Here is exactly what happens under the hood when --threads is omitted:

Step 1: available_parallelism() is called to get total logical thread count from the OS.

Step 2: RagIQ.RuntimeEngine applies the physical-core heuristic — if logical threads ≤ 4, use all; otherwise use logical ÷ 2 to strip hyperthreaded siblings.

Step 3: RAM is also detected. If no --ram-gb is provided, it falls back to a safe estimate: 8 GB for ≤ 4-core machines, 16 GB for larger.

Step 4: The full hardware tier is classified (Low / Medium / High) and batch size, context size, and max tokens are all set automatically from the tier.

Use --threads only when you want to override for a specific benchmark or workload. Otherwise, leave it unset and let the runtime self-tune.

How do I fix DLL missing errors (e.g. MSVCP140.dll)? +

This is already solved in RagIQ.RuntimeEngine. The executable is statically linked with MSVC runtime libraries, so no separate redistributable install is needed. If you are upgrading from an older build, run a clean update: winget upgrade RagIQ.RuntimeEngine

Does RagIQ.RuntimeEngine require a GPU? +

No. RagIQ.RuntimeEngine is purpose-built for high-efficiency CPU-only inference. It leverages AVX2 and FMA3 vectorized instruction sets to execute GGUF models entirely on system RAM — making it ideal for on-prem servers, edge nodes, and air-gapped environments without dedicated GPUs.

What models are supported? +

RagIQ.RuntimeEngine is optimized for the GGUF model format. Compatible families include Qwen2, Llama3, Mistral, and IBM Granite. Simply download the GGUF variant of any supported model and point --model at the file path.

What makes RagIQ.RuntimeEngine different from stock llama.cpp? +

RagIQ.RuntimeEngine is not just a repackaged llama.cpp binary. It ships with a custom Rust-based orchestration layer on top of the llama.cpp core that adds several features absent from the stock CLI tool:

🤖 1. Hardware Profile Auto-Resolver
A built-in resolve_hardware_profile() engine classifies your machine into Low / Medium / High tier by reading physical cores and RAM, then automatically selects optimal batch size, context size, and token limits. Stock llama-cli requires manual tuning of every parameter.

💬 2. Embedding Mode Auto-Detection
RagIQ.RuntimeEngine detects embedding mode not just from --embedding but also from the executable filename itself.

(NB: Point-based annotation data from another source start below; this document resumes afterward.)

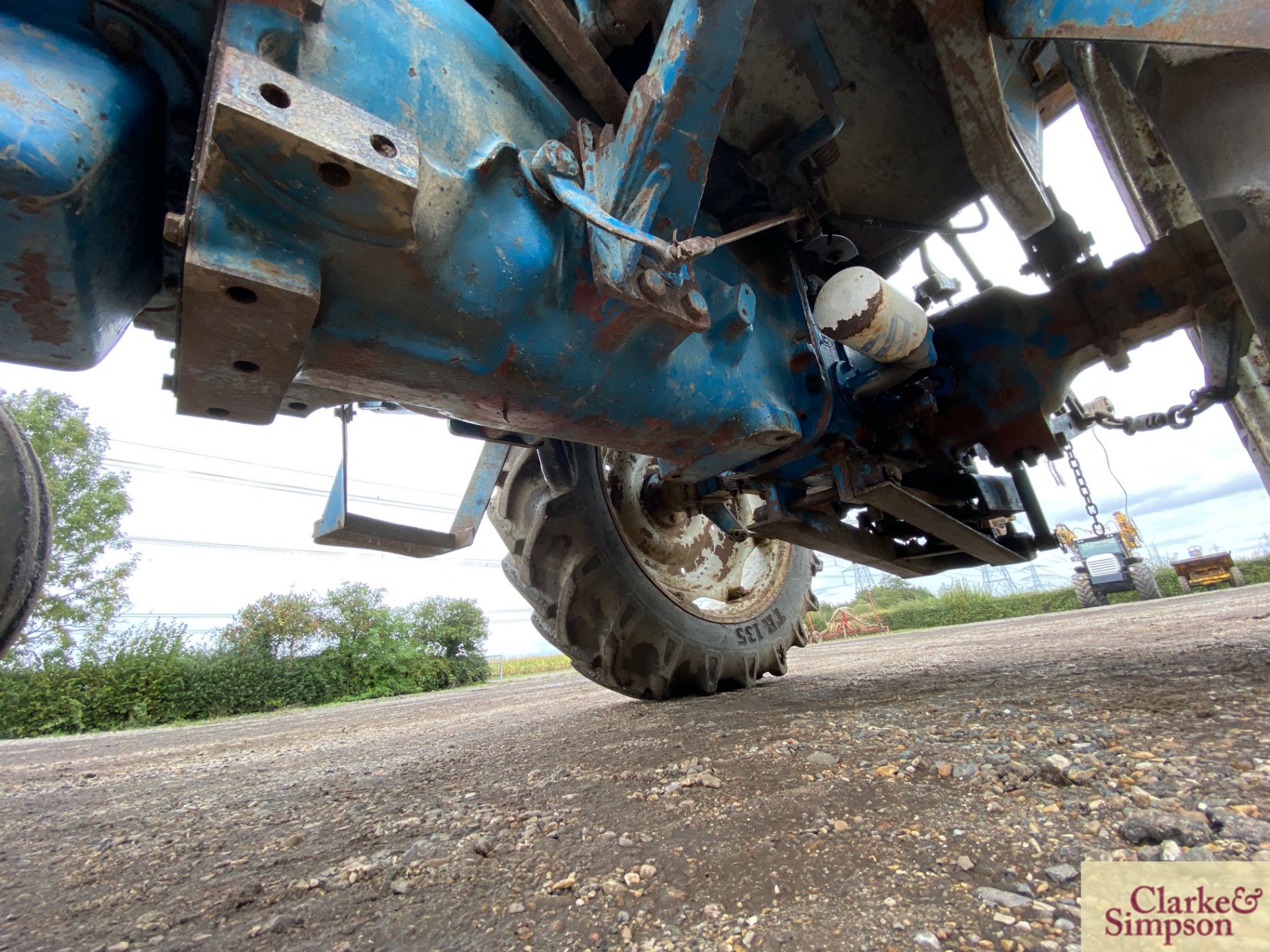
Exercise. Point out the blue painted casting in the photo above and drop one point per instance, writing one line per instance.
(388, 202)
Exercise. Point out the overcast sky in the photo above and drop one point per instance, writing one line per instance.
(222, 513)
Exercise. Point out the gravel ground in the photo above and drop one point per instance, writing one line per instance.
(919, 791)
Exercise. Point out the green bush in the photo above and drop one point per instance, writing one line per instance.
(359, 648)
(960, 604)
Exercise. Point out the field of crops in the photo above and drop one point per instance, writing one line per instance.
(534, 664)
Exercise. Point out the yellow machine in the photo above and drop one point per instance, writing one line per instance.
(1205, 571)
(1108, 563)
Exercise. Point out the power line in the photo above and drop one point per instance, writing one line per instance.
(263, 484)
(281, 469)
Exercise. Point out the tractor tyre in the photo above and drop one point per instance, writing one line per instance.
(1086, 593)
(1144, 582)
(643, 600)
(26, 530)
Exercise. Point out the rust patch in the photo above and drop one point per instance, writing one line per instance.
(673, 108)
(724, 98)
(857, 323)
(508, 361)
(34, 303)
(295, 8)
(695, 159)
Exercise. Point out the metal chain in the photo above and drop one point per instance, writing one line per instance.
(1177, 418)
(1090, 506)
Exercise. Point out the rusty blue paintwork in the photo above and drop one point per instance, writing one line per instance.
(388, 202)
(80, 226)
(1230, 23)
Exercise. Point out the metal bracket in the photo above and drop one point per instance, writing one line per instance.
(339, 527)
(968, 61)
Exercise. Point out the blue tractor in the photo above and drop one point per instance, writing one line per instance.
(1108, 561)
(640, 249)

If the binary is named with "embedding" in its path, the mode activates automatically — enabling drop-in compatibility for any script that invokes it by name.

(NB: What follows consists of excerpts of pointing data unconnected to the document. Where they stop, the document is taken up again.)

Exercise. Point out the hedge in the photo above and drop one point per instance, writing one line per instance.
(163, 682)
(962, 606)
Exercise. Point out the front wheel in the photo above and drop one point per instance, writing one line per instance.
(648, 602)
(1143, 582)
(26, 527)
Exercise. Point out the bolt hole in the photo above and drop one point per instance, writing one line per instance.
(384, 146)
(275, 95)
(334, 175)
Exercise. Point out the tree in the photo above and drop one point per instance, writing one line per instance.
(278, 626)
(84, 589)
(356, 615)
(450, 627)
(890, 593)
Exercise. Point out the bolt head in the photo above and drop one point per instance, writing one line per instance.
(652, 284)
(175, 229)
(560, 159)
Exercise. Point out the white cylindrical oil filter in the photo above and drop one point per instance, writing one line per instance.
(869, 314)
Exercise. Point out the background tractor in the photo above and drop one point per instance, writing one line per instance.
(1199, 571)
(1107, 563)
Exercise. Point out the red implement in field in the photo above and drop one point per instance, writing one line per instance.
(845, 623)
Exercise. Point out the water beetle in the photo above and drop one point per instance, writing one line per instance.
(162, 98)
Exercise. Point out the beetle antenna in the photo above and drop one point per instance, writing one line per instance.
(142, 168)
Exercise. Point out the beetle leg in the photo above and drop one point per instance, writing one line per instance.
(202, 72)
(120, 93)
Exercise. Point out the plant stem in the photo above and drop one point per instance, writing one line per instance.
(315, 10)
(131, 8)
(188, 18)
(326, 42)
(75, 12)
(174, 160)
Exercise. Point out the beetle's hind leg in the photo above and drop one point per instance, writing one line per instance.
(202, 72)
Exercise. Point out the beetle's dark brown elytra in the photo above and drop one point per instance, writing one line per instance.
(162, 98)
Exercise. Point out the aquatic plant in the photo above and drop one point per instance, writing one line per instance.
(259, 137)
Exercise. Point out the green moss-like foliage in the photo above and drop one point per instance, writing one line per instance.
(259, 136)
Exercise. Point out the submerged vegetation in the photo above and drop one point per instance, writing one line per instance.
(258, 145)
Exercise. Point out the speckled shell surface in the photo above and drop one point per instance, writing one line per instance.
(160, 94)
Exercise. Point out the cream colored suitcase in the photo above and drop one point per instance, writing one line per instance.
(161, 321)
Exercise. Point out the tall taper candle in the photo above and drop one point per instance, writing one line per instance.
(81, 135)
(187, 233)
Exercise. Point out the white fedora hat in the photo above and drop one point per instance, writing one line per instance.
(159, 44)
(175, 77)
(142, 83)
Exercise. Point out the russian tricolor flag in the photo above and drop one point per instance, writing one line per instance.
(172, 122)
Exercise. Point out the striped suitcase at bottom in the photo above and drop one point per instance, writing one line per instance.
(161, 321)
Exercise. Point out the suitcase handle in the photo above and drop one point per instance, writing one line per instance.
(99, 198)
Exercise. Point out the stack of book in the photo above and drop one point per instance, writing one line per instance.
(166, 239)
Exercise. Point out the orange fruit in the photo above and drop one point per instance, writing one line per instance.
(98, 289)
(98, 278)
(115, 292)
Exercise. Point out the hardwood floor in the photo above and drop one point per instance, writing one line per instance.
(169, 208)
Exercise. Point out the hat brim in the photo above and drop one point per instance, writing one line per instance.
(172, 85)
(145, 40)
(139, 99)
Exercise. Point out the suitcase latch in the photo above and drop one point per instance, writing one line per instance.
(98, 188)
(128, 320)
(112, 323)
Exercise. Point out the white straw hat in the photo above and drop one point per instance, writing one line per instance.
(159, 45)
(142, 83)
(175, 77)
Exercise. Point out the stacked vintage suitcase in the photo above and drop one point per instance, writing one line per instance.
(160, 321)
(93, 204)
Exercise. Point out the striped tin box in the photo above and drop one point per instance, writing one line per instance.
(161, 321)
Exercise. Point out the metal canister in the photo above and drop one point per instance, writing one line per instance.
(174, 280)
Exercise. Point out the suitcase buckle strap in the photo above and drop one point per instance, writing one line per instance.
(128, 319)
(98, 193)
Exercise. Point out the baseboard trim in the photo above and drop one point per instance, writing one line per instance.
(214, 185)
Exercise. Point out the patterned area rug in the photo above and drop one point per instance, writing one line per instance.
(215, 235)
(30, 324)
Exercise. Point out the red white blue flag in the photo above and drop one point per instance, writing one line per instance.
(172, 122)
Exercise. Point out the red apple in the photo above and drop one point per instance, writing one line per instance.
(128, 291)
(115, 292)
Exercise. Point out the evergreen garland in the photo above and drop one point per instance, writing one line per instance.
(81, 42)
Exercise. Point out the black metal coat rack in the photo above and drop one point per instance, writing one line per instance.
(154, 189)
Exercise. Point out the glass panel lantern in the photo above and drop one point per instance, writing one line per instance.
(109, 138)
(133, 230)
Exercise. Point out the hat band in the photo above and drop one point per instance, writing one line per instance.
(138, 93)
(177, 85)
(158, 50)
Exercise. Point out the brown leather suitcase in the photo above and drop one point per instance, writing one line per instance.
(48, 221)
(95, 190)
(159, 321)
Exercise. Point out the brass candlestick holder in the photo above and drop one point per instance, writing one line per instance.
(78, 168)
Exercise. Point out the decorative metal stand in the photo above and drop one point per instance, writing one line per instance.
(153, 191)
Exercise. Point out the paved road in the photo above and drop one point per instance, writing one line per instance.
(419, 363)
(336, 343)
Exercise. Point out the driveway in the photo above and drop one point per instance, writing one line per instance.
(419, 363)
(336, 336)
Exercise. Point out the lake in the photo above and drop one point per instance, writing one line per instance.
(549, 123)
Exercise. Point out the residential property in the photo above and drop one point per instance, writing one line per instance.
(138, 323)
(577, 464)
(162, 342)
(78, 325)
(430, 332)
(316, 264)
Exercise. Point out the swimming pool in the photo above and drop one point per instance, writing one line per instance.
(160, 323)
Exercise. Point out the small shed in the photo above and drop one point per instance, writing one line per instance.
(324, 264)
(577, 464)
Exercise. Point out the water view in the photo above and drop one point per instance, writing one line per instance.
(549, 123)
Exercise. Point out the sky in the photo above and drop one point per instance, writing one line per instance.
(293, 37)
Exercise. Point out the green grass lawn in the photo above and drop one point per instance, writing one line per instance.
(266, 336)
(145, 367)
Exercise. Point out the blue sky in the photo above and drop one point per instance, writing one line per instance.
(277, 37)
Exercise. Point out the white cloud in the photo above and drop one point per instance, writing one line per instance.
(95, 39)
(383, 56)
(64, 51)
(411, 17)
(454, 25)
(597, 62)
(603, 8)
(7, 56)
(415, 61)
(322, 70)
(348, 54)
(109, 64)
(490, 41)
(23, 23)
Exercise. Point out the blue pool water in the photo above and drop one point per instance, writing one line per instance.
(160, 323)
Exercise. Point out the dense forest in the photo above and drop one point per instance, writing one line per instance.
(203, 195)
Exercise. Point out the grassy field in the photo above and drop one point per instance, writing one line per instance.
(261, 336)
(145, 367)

🧠 3. Smart JSON Prompt Recovery
When a prompt ends with a closing brace } (e.g. a partially-constructed JSON object from a workflow), RagIQ.RuntimeEngine automatically appends a structured ### Response: continuation trigger. This prevents models from stalling or repeating the prompt in structured-output pipelines.

🤐 4. Silent Logging Mode by Default
Stock llama.cpp prints verbose internal debug logs to stderr. RagIQ.RuntimeEngine suppresses all internal llama.cpp logging by default via a registered silent_log_callback. This makes stdout output clean and directly pipeable into scripts, parsers, or ticketing integrations. Use --verbose to re-enable full diagnostic output.

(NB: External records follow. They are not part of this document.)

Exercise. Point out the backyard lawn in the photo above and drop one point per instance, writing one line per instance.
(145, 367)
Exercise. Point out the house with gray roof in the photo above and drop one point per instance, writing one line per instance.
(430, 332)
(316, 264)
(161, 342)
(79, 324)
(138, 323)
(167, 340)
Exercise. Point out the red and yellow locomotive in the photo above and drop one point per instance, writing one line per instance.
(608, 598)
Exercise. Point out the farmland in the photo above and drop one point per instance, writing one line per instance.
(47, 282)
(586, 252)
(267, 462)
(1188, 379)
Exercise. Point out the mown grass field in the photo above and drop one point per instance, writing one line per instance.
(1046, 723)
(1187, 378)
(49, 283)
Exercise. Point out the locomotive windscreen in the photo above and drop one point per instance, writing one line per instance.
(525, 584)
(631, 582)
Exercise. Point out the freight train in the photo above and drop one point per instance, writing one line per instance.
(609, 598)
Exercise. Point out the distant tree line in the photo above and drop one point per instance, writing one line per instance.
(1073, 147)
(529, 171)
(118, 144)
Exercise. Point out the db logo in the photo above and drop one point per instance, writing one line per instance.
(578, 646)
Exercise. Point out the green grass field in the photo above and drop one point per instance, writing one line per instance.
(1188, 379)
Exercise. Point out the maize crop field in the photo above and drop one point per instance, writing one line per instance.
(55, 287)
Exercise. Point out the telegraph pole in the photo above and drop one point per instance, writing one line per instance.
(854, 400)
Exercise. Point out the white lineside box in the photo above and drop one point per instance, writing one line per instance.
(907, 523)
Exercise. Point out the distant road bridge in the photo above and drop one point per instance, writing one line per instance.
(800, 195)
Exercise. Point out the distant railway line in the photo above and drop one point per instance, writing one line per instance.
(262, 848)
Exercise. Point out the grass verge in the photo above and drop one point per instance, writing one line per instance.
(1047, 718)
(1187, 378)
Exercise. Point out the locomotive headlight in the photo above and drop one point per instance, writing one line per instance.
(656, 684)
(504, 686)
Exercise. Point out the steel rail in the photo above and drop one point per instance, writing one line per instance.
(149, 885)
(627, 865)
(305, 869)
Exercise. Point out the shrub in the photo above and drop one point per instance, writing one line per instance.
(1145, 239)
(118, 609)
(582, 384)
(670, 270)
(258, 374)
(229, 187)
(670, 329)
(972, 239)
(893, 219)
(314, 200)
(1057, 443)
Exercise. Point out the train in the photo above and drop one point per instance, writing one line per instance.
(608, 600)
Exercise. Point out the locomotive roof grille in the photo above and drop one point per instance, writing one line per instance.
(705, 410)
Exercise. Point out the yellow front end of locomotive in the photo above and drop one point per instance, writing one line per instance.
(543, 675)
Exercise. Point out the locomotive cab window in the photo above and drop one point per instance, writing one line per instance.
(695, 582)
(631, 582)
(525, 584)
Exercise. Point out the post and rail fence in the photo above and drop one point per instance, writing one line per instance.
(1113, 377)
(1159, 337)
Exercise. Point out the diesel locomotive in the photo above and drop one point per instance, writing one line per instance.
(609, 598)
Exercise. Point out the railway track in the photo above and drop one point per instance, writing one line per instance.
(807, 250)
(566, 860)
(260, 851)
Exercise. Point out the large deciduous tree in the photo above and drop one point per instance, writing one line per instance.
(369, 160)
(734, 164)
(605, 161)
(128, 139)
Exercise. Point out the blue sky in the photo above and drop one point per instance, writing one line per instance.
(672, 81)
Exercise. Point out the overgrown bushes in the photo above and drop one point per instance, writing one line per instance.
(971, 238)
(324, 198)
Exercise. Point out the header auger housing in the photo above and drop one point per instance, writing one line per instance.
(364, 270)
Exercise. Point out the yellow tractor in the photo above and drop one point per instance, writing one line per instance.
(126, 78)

📌 5. Prompt File Support (-f)
RagIQ.RuntimeEngine natively accepts a --file flag to load the prompt from a text file on disk. This is critical for IT automation scenarios where prompts are dynamically constructed by PowerShell or batch scripts and passed as temp files.

🧱 6. Zero-Dependency Static Binary
The WinGet binary is compiled with static CRT linkage, bundling all Microsoft runtime libraries directly. Unlike stock llama.cpp releases which may require MSVC redistributables, RagIQ-RuntimeEngine runs immediately on a clean Windows install with no pre-requisites.